Über einer silbern schimmernden Wolkenschicht erkennt man auf dem Olymp verwaist den Tempel des Zeus. Einige Ebenen weiter erhascht man einen verschleierten Blick auf Avalon, die heilige Apfelinsel, deren Zugang verwehrt bleibt. Auch das himmlische Reich, das man (egal in welcher Religion) Paradies nannte, ist längst verlassen. Das Tor des heiligen Petrus hängt traurig in seinen Angeln, weil keiner der Sterblichen mehr den Weg dorthin findet.

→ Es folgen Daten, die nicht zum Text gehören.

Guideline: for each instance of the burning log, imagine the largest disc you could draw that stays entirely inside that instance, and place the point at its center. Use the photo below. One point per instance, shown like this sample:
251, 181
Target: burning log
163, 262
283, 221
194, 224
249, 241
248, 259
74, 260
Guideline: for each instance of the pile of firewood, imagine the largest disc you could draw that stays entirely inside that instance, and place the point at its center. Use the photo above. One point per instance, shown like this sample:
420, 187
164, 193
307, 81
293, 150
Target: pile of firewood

Die Götter der vergangenen Welten sitzen in einer großen, runden Halle, deren Mittelpunkt im Schatten der Krone des Weltenbaums liegt, dessen uralter knorriger Stamm sich durch eine Öffnung im Dach dem strahlend blauen Himmel entgegen streckt. Hoch ist die Halle geworden, damit die Riesen und Titanen aus lange vergessenen Sagen genug Platz darin finden. Der Anblick der unterschiedlich hohen Stühle, Sessel und Tische hat etwas surreales, wie in einem Gemälde von Salvador Dalí.

Und so sitzen sie da, die Götter der Menschheit und verstehen die Welten nicht mehr. Wo einst feindliche Gefühle und Eifersucht um die Gunst der Sterblichen überwog, herrscht heute niedergeschlagene Gelassenheit.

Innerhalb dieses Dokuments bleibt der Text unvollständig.